Papua New Guinea operator Oil Search Ltd., Sydney and Port Moresby, reported that its production forecast for this calendar year is holding steady at 28.5-30.5 million boe. The company is now well advanced in its forward plans for 2018 into 2019.
These plans include designs for the tie-in of Angore field to the existing Papua New Guinea-LNG project system as well as associated modifications to the Hides gas conditioning plant in the highlands during 2018. There will be further optimization of production in 2019 to increase the total gross output from the project’s LNG plant near Port Moresby to 8.5 million tonnes/year, which will be more than 20% above nameplate capacity.

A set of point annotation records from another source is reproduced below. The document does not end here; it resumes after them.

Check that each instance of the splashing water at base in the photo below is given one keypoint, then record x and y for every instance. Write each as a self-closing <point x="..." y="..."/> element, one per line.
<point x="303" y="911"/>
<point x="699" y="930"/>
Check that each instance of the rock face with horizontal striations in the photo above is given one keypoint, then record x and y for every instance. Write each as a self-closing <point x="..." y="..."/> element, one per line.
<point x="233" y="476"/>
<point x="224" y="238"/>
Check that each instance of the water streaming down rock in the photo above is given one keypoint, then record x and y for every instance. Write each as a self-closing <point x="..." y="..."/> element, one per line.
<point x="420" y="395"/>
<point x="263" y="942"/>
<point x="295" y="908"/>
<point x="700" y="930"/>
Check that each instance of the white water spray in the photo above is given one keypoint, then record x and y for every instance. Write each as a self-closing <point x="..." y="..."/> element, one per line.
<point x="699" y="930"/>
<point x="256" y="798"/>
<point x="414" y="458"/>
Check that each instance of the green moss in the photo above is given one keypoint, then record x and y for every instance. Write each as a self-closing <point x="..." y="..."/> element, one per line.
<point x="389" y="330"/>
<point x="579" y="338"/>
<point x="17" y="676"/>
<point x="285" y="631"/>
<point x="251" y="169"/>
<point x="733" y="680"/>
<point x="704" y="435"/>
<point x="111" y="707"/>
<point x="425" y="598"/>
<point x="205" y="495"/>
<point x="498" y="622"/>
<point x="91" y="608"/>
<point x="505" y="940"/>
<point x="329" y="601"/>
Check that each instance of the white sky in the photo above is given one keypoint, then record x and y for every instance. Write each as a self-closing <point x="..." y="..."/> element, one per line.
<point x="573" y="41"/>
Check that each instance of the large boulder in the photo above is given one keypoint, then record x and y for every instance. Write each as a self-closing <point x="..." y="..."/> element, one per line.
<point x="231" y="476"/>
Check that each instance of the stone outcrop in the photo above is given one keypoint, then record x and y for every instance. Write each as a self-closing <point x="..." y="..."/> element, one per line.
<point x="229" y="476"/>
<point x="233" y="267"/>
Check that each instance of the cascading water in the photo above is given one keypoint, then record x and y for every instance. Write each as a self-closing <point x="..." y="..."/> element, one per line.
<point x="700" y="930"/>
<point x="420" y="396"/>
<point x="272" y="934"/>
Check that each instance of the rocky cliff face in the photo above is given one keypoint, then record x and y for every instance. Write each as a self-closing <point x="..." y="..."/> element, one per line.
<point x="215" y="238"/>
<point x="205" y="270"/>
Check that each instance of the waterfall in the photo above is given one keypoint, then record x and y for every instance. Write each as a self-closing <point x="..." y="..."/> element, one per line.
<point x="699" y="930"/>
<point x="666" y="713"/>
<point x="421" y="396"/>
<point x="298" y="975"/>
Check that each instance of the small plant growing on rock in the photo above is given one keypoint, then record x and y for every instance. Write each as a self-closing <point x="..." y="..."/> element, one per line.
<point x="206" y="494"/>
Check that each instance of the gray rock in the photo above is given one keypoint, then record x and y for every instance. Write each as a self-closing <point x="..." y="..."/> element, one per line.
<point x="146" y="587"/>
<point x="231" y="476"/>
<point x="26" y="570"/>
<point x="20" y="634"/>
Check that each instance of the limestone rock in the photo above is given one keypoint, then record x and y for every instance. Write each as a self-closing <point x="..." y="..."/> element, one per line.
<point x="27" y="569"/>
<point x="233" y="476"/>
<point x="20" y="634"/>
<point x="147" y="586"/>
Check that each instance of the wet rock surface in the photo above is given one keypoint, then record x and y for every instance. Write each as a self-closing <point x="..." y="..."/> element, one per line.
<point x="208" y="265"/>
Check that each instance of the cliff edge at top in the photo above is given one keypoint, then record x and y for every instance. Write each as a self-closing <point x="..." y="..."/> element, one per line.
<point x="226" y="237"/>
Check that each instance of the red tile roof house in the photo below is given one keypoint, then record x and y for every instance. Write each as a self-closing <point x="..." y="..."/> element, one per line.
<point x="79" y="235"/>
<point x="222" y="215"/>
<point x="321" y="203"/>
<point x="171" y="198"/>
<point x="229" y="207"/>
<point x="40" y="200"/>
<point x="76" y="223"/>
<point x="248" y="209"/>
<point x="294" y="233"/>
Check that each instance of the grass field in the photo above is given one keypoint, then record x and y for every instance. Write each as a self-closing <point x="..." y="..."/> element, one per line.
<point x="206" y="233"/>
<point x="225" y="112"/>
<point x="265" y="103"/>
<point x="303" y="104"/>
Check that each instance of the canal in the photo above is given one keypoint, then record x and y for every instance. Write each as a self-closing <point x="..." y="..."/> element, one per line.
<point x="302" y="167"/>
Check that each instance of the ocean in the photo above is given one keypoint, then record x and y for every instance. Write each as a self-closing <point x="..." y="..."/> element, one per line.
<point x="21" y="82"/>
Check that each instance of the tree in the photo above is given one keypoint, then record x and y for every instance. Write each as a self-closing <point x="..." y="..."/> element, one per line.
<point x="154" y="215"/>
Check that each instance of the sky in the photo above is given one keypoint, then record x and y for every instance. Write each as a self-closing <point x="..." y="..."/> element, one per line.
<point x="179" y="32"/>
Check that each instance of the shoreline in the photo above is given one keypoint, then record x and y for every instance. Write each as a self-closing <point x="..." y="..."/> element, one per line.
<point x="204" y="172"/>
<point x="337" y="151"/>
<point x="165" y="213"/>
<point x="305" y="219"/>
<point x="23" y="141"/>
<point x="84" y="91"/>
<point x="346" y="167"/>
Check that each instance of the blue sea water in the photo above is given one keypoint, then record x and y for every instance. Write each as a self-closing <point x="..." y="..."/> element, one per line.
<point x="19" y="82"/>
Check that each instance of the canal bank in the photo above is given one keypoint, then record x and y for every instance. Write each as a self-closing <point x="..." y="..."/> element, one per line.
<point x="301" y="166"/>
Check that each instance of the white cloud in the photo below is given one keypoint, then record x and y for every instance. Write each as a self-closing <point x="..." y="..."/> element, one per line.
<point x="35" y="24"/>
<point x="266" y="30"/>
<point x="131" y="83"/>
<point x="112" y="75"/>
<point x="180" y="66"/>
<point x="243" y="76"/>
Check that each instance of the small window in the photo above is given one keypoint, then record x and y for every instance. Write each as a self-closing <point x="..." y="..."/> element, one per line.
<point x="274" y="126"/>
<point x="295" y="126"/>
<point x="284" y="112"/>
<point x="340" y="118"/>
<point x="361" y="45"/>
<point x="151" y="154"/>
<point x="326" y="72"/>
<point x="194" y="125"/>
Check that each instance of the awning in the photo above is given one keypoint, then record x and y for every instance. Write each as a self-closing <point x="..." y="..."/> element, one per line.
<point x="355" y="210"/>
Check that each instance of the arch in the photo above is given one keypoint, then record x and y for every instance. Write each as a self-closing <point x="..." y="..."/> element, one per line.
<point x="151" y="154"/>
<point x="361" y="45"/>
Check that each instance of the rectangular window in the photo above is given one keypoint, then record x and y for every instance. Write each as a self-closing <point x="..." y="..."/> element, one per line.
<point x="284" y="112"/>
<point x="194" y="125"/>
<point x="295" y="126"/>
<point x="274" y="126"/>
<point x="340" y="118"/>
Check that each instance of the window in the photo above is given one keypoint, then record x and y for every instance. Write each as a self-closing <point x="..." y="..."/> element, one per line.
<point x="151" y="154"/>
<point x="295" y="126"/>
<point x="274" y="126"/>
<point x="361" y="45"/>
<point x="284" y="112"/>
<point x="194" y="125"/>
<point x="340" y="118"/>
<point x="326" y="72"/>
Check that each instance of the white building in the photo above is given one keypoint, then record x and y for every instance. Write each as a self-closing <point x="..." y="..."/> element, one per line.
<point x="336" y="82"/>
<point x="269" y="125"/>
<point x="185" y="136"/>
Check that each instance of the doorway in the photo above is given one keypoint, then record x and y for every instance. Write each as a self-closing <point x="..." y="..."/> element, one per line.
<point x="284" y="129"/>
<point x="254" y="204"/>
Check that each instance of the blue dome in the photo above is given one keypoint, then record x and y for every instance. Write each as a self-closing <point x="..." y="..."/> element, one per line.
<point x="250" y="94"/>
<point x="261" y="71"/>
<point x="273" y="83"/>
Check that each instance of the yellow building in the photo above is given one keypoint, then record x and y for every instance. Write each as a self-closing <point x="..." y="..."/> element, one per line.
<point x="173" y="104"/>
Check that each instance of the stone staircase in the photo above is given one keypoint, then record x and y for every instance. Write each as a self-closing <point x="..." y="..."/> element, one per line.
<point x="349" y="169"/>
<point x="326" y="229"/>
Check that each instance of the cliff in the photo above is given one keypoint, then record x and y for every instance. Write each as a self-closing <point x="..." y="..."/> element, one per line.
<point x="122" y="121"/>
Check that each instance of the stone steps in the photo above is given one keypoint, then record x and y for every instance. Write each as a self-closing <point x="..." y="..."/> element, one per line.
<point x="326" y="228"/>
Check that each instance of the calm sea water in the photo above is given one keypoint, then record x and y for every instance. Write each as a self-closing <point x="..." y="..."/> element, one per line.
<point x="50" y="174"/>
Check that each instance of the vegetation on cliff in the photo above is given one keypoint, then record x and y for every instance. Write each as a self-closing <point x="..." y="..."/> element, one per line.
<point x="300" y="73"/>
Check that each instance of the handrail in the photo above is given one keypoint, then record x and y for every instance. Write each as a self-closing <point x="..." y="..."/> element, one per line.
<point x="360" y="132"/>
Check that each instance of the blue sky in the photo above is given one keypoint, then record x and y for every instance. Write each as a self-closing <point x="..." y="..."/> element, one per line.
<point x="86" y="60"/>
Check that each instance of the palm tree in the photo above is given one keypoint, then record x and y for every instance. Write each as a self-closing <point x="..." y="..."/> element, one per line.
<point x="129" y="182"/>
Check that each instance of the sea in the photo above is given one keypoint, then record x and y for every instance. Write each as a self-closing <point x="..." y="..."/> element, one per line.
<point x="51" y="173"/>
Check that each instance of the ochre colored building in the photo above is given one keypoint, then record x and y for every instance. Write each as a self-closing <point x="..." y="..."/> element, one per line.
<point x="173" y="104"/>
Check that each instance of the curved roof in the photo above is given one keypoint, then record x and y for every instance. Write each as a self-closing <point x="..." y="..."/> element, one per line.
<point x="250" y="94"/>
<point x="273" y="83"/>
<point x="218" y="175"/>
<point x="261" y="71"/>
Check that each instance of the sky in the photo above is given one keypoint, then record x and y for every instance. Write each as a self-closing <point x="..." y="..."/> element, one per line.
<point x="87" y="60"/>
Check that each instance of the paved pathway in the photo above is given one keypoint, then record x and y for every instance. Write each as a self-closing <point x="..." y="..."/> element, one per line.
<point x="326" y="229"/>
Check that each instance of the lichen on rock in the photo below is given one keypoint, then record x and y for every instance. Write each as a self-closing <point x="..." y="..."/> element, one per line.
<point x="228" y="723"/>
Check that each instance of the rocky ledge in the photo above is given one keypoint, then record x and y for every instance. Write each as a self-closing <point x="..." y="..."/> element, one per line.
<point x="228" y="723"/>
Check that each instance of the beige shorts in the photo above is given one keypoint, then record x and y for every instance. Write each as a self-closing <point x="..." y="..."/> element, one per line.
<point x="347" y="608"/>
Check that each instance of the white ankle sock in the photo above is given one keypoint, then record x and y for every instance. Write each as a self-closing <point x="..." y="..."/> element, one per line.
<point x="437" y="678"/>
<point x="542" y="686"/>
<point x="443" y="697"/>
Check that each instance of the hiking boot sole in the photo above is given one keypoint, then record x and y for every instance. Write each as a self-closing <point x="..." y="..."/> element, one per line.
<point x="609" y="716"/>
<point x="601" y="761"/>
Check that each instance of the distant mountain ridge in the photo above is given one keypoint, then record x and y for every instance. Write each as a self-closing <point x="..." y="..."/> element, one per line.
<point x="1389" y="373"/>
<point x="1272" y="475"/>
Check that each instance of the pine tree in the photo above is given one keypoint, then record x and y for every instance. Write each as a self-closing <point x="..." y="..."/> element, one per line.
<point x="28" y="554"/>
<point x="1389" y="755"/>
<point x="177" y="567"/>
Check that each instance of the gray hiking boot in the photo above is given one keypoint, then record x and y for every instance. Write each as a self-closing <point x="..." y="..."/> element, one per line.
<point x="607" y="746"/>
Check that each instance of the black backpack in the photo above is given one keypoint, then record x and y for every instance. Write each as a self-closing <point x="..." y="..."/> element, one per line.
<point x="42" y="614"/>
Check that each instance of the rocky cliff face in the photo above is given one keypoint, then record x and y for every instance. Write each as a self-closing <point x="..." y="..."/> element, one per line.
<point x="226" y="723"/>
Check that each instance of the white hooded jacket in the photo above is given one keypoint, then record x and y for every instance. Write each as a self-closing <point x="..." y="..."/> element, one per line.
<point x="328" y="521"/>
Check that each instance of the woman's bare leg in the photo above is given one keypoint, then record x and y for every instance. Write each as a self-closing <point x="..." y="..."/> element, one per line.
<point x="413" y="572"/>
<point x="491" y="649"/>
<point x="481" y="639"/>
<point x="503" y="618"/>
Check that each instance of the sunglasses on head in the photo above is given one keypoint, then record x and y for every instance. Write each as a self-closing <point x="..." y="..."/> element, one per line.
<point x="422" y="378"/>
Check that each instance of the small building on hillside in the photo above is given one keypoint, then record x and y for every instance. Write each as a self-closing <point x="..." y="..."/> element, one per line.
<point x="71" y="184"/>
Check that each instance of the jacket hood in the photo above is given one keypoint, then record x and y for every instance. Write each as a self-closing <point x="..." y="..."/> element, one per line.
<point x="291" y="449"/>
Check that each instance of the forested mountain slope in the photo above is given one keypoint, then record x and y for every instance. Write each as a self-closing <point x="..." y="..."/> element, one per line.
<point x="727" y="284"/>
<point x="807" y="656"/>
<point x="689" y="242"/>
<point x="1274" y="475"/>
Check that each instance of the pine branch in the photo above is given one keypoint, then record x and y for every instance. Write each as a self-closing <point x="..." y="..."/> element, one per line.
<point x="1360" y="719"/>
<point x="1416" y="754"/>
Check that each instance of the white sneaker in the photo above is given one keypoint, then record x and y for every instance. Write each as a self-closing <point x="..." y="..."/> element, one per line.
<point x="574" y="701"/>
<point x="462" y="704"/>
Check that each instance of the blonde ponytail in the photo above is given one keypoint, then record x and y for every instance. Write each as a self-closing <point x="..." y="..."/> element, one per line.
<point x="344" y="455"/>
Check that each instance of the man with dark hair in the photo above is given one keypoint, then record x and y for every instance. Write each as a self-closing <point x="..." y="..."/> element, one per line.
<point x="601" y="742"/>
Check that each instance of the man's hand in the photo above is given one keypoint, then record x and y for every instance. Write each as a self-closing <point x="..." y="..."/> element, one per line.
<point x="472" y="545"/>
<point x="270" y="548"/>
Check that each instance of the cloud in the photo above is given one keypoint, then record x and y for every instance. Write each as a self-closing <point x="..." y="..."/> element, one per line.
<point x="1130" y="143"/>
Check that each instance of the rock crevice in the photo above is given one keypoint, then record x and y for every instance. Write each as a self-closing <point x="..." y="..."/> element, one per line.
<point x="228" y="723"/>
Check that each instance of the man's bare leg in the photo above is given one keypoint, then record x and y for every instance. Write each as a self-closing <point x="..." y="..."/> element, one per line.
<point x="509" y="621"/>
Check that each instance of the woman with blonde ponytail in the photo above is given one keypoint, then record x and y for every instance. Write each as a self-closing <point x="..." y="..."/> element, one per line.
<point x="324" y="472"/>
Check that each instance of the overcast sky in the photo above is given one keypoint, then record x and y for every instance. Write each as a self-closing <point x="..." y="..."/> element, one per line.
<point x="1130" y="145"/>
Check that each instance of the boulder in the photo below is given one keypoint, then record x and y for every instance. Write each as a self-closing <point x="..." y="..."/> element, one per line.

In addition, Oil Search is working with its joint venture partners Santos Ltd., Total SA, and ExxonMobil Corp. to evaluate potential for LNG trains supplied by an estimated combined total of more than 10 tcf of undeveloped gas from P’nyang field in the west and Elk-Antelope fields in the east.
Such a move would increase Oil Search’s production by 50% or more.
The company is also assessing the potential for small-scale LNG for supply to Papua New Guinea and its immediate neighborhood.
Oil Search recently established a 5-year, nonamortising, revolving credit facility of $600 million. The monetary facility is in addition to the company’s two existing bilateral facilities totalling $250 million so that the company’s total available funds amount to $850 million.